When you have a lot of reading
When your blood sugar is low, it is tough to concentrate. You need a snack with lasting power that won't have you back at square one before you finish your chapter.
- Trail mix — with a mix of nuts, raisins and maybe even some dark chocolate — is a healthy choice to munch on and provides a lasting energy boost that candy alone won't.
- You can also make your own granola bars that are light on the sugars but big on flavor.
- Pair whole-wheat crackers, a quick energy source, with protein (cheese or peanut butter) to sustain you.
- Bananas are easy to keep on hand, if you're looking for something with little to no preparation and are filled with potassium and vitamin B6 that may help memory and concentration.
- Blueberries, meanwhile, contain flavonoids that may improve memory, reasoning skills and verbal comprehension. A recent study showed people who drank blueberry juice daily for a certain period of time showed improvement on learning and memory tests.
- Take a veggie break. A study published in Neurology reported that people who ate at least three servings of vegetables a day could slow their rate of cognitive decline.
- Leafy greens seemed to make the biggest difference. Make your own kale chips, stuff your sandwich with spinach or turn it into a salad — or mix those greens with a scrambled egg in an omelet or frittata in the morning for that healthy breakfast you also need.
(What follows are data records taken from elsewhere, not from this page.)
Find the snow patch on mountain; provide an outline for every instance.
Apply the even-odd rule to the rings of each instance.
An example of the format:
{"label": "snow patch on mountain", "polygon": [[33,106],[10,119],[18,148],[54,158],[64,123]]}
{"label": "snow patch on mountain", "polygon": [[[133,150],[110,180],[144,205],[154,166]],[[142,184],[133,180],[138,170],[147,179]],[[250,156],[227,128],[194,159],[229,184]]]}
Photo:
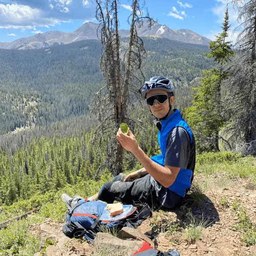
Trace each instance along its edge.
{"label": "snow patch on mountain", "polygon": [[165,30],[164,29],[164,26],[161,26],[159,29],[157,31],[157,34],[158,33],[158,31],[160,31],[159,34],[162,34],[164,32]]}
When you need to burn the midnight oil
It's been a long day. The kids are finally in bed and the house is quiet. You're going to put in one more hour of studying so you can ace your psych final tomorrow, but you need a jolt of energy. Coffee and soda are tempting, but is there a better choice?
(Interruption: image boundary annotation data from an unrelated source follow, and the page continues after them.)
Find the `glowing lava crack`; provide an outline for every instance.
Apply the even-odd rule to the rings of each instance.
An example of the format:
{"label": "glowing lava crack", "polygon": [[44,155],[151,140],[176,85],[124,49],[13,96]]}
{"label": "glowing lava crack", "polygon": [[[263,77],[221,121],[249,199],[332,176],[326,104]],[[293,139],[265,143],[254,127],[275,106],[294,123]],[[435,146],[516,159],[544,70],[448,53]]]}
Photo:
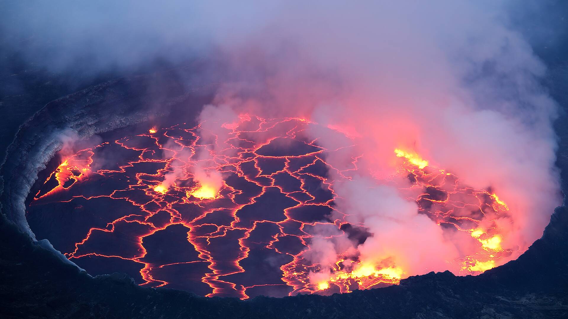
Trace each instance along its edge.
{"label": "glowing lava crack", "polygon": [[[388,258],[366,264],[337,255],[321,265],[306,258],[321,237],[316,228],[366,233],[336,210],[328,174],[350,179],[358,157],[349,170],[331,167],[326,157],[339,150],[306,137],[317,125],[243,115],[219,125],[222,135],[180,124],[105,142],[66,158],[36,194],[28,219],[39,238],[89,273],[125,272],[141,285],[210,296],[348,292],[416,274]],[[400,191],[420,213],[476,247],[447,261],[460,274],[479,274],[511,255],[492,221],[509,214],[496,195],[463,185],[411,150],[392,156],[397,176],[410,185]],[[327,278],[310,278],[322,269]]]}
- Go for water. Dehydration can cause you to lose your focus, feel tired and develop headaches.
- For something with more flavor, green tea contains caffeine and has added benefits of helping lower your risk of heart disease and certain cancers.
- If you're craving chocolate, a cup of hot cocoa provides a sweet jolt and may stave off memory decline.
When you want to build your brain
Some foods are valuable to work into your diet on a regular basis, no matter what your school schedule, because of the benefits they bring your brain.
- Foods with omega-3 fatty acids are essential for brain health. Try to work cold-water fish into your meals a couple times a week, maybe with salmon tacos or seared tuna on a salad.
- Flaxseed, walnuts, canola oil and soybeans also contain omega-3 fatty acids.
- Chia seeds are rich in healthy fats and antioxidants and require no preparation — just sprinkle into smoothies, yogurt, cereal or batter for baked goods.
- Dark-skinned fruits and vegetables are great for their high antioxidant levels and nuts high in vitamin E as foods that may protect brain cells.
Remember, though, even the most well-fed brain deserves a break. Adequate rest ensures you have time to recharge mentally and physically, and exercise is a great way to manage stress.
What do you reach for when you need a brain-boosting snack?